The Xillybus IP core was implemented on a Virtex-5 FPGA on a Xilinx xupv5lx110t board. The core ports were connected to ChipScope integrated logic analyzer for on-chip testing. Before integrating the Xillybus IP core into the spike-based data reduction platform, its performance was first tested by transmitting predefined data read from a ROM on the FPGA to the host PC. This test was set up to mimic the Xillybus operation in the spike-based data reduction platform. The spike waveform data, to be transmitted to the PC was saved on intermediate buffers then read by the FIFO before transmission using the Xillybus core. The testing data was created using MATLAB® and stored in a .coe file to initialize the ROM having the same size as the spike detection buffer 18×6144. The implementation setting is illustrated in Fig. 1.

On the FPGA side:

The design was implemented on a Xilinx xupv5-lx110t board. The implementation user constraint file was modified accordingly. The transceiver block GTP0 was used on the GTP tile assigned for PCIe transmission GTP_DUAL_X0Y2. The integrated endpoint block differential clock pair PCIE_REFCLK_P and PCIE_REFCLK_N is locked to AF4 and AF3 respectively. The pair is driven by an external PCIe source through the PCIe edge connector, and not driven internally. The clock frequency is 100MHz. The integrated endpoint block reset signal PCIE_PERST_B_LS is available on a CPLD and was locked to W10. The 100 MHz clock provided by the PCI Express connector is connected directly to the Virtex-5 FPGA to clock the PCI Express Endpoint Block Plus LogiCORE. It can be used to clock the internal logic on the FPGA or scaled to match the timing restrictions and latency requirements of the design used.

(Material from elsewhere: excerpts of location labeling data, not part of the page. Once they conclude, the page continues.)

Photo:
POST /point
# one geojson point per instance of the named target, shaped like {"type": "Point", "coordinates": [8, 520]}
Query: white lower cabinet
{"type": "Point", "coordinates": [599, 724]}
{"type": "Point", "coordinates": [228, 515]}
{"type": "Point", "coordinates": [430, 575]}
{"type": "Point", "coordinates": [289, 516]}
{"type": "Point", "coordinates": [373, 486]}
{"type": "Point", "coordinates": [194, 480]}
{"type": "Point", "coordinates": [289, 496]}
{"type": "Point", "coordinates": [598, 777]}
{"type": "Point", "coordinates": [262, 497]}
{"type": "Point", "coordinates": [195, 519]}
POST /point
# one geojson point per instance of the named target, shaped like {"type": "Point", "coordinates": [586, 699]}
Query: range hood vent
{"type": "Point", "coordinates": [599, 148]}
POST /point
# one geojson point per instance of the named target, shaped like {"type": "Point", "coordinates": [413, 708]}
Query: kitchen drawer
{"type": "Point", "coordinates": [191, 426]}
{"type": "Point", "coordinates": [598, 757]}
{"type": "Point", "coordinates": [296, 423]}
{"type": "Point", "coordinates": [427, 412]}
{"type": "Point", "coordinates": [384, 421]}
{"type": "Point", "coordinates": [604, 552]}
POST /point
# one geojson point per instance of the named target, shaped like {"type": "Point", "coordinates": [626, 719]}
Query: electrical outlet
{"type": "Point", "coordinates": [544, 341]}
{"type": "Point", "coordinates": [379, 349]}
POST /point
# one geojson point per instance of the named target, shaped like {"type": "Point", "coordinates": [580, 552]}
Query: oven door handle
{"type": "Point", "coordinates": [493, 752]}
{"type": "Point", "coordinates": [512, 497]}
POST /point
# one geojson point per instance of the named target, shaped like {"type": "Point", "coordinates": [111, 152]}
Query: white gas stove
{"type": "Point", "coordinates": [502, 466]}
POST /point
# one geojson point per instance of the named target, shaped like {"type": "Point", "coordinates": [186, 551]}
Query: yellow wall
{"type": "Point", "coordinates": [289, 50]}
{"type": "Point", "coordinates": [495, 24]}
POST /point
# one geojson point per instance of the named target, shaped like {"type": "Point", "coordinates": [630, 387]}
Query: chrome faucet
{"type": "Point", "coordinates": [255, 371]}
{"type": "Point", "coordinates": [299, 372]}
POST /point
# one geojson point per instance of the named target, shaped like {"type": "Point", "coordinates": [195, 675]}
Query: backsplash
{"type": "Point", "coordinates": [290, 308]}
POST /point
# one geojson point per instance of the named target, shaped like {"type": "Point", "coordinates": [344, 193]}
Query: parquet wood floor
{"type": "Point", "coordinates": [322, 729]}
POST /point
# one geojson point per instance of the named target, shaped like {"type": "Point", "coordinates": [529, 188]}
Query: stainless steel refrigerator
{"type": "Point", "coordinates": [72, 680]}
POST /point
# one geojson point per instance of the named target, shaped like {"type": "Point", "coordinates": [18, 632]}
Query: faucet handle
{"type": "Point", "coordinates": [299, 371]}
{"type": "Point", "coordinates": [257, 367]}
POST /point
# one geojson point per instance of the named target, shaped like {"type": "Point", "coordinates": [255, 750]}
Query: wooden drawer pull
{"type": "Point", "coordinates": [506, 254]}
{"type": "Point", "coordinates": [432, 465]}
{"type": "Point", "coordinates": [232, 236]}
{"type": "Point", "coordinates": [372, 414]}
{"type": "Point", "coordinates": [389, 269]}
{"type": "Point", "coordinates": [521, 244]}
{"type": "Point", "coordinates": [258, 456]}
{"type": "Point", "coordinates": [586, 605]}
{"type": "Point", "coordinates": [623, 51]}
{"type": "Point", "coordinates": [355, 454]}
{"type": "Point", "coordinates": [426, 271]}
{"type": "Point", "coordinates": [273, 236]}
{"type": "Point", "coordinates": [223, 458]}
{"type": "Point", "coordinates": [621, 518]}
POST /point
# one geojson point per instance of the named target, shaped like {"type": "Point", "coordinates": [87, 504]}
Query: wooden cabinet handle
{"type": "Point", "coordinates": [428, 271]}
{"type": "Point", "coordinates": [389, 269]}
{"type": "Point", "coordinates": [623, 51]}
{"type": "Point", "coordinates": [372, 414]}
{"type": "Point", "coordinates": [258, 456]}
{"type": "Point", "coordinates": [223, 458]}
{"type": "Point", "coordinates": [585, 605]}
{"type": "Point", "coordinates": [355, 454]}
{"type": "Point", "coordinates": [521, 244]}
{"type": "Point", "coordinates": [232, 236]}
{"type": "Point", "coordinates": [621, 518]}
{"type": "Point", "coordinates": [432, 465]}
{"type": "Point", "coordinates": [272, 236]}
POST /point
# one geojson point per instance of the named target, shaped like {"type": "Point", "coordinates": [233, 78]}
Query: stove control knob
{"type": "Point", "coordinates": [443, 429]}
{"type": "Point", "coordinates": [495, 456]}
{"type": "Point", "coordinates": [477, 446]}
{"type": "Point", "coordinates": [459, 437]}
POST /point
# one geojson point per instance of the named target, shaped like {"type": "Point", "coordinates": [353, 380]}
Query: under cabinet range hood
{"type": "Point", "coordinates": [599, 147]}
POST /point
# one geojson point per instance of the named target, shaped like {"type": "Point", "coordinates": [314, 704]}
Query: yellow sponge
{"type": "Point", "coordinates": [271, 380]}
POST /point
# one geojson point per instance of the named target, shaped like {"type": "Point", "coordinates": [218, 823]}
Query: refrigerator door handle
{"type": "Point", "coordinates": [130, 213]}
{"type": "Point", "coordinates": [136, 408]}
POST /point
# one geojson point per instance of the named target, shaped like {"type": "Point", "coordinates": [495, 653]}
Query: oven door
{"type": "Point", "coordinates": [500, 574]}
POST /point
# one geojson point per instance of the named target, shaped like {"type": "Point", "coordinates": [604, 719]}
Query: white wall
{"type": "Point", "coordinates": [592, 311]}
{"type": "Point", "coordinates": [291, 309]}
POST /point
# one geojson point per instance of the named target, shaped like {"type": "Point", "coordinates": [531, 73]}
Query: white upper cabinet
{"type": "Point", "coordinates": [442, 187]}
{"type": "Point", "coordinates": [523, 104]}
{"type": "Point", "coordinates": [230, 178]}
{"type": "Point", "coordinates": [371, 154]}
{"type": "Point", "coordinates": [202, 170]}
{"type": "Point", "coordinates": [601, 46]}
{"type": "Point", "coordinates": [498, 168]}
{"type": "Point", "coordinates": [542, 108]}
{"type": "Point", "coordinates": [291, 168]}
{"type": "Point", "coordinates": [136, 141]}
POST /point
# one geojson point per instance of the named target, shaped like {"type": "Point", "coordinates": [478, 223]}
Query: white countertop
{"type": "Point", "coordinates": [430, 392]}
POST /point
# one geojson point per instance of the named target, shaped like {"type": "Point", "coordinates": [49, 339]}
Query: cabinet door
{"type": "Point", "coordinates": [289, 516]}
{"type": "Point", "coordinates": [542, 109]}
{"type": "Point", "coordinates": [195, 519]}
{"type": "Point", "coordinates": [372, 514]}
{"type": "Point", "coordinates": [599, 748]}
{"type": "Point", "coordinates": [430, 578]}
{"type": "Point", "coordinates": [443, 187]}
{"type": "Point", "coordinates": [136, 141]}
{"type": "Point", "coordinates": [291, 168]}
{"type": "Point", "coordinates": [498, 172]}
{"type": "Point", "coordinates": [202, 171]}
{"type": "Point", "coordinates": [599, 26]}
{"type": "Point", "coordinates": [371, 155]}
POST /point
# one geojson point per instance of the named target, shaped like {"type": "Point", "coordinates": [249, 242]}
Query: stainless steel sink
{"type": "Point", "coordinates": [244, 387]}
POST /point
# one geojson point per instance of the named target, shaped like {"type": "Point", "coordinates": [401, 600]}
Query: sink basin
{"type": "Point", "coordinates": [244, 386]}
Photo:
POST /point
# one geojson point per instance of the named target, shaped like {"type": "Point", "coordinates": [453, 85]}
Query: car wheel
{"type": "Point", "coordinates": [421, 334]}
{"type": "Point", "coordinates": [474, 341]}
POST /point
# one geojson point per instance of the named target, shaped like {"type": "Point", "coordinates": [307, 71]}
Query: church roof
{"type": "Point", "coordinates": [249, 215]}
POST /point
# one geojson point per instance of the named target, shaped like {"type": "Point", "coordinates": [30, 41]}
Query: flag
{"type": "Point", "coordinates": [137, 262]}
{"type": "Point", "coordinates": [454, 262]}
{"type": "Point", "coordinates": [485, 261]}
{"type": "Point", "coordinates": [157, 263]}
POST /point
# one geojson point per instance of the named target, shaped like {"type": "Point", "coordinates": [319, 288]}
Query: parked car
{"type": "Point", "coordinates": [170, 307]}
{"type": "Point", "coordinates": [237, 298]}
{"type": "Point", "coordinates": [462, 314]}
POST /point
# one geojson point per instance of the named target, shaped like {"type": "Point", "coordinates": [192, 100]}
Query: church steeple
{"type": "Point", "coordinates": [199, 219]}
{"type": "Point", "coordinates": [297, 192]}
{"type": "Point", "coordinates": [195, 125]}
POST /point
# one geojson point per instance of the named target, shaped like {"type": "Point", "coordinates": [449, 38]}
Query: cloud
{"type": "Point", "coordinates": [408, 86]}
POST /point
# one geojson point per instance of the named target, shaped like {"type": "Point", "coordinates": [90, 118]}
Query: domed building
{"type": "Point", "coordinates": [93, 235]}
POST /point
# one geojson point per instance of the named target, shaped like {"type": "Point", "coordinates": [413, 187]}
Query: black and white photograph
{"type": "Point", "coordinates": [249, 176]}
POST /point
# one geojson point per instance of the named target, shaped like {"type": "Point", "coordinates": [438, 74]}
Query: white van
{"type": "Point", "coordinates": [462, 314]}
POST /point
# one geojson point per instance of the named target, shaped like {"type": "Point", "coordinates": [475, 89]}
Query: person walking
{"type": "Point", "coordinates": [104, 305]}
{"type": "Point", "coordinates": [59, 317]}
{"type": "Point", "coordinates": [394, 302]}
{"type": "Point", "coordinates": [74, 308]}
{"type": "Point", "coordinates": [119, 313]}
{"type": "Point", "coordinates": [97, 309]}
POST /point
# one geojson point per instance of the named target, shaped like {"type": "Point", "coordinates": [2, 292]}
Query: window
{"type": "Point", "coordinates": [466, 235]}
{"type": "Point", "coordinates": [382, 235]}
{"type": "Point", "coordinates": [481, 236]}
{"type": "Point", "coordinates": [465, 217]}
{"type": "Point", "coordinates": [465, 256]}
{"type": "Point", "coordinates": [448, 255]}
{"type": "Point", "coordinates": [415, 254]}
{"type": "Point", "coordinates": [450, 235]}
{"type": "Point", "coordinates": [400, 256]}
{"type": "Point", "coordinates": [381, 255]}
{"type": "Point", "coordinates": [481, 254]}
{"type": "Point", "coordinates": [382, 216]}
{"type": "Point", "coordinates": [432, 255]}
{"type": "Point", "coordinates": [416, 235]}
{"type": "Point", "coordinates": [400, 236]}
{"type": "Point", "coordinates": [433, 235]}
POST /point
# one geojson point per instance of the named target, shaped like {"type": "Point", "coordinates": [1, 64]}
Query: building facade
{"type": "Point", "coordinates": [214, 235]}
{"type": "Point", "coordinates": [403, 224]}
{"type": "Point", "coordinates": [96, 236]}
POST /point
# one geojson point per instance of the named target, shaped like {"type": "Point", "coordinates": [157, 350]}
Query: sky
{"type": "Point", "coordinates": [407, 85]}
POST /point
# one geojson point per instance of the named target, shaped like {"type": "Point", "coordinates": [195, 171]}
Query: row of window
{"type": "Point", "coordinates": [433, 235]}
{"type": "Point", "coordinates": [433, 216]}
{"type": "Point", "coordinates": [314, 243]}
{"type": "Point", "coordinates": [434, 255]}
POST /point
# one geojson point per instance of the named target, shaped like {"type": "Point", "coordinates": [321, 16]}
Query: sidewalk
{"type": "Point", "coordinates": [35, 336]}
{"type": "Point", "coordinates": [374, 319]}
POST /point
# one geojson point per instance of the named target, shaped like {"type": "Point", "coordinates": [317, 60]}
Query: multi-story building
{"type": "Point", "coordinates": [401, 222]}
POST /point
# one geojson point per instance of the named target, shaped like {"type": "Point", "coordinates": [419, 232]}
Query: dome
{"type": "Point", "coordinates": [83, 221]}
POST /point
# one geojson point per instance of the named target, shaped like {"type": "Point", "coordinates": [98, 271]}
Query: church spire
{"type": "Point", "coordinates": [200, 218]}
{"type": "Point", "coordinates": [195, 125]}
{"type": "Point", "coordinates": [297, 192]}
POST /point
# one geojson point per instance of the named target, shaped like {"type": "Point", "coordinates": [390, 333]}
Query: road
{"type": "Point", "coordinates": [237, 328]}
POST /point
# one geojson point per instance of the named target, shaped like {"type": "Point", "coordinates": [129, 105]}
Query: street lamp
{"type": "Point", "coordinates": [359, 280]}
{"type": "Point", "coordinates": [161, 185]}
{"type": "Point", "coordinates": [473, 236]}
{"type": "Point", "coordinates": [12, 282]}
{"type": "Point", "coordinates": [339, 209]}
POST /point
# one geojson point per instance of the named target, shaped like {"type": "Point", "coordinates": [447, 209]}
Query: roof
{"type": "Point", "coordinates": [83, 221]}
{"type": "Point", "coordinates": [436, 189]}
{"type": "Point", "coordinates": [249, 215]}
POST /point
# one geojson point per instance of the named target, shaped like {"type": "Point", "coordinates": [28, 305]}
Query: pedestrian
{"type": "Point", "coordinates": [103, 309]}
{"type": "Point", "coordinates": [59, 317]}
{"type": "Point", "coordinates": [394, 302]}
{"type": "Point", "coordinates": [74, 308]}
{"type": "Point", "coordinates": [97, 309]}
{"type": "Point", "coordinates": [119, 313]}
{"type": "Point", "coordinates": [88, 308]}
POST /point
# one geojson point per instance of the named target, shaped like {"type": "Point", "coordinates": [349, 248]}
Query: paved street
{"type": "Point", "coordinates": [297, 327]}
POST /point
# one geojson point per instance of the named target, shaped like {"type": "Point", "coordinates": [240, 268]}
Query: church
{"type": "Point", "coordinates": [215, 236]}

Xillybus implementation and evaluation setting

Fig. 1 Xillybus implementation and evaluation setting. The lower box includes the modules on the FPGA end. The upper block includes the software used on the PC host end to retrieve the transmitted data and measure the transmission rate.

On the host side:

For any Xillybus IP core configuration, the streams and their attributes are detected by the Xillybus as it is loaded into the host’s operating system, and device files are created accordingly. In the testing setting designed for transmitting 18-bit words from FPGA to host, the data width option on the Xillybus IP core was 32 bits, and the corresponding port assignments and attributes were used, and the 14 most significant bits were set to 0. Correspondingly the driver creates the device file \\.\xillybus_read_32.
As sample host applications, Xillybus supplies C command line programs that were used in the evaluation setting. The application ‘winstreamread.c’ reads the streaming data from the device file and sends it to standard output. For proper operation, the translation mode was modified to binary mode, to suppress the LF (line feed 0A) character translation to CR-LF (carriage return-line feed combinations 0D 0A), that was observed in the data file.
Unfortunately the Xillybus driver does not offer any time stamping options to be able to track the exact transmission rate. It supplies a ‘dd.exe’ application file which copies data blocks from the device file and then indicates the corresponding transmission rate. For identifying the transmission overhead, sequential data was continuously read from the ROM at the same clock rate (bus_clk), used by the Xillybus IPcore and supplied by the PCIe Endpoint Plus Wrapper LogiCore of 100MHz. The internal signals were monitored using ChipScope and screenshots are shown in Fig 2a and Fig 2b to describe the transmission flow of data. The user_r_read_32_rden signal is set low when the PCIe is sending the overhead of the transmission layer packet (TLP), and during this internal, data is accumulated in the queue.

The Transaction Layer packet

Fig. 2a The Transaction Layer packet (TLP) includes 32 double words of data, and an overhead of seven double words. During the transmission of the overhead, the Xillybus sets the read enable signal of the FIFO to ‘0’, which caused the accumulation in the FIFO queue as shown in figure. Hence, the actual reading rate of data words is (32/(32+7))·100MHz = 82MHz. In case of a continuous data writing to the FIFO, accumulation can be prevented if the writing data rate is set to be equal to or less than the reading data rate.

The Transaction Layer packet Waveform

Fig. 2b When the application data source stops sending new data and sets the end-of-data signal high, the FIFO queue decreases gradually. When it is totally cleared and the FIFO empty signal is set high, the eof condition is met, marking the end of the descriptor file sent to the PC. After reading the stream of data from the file descriptor, it was saved on a data file. The file was opened in MATLAB to check the transmission of the complete data set and the signal integrity.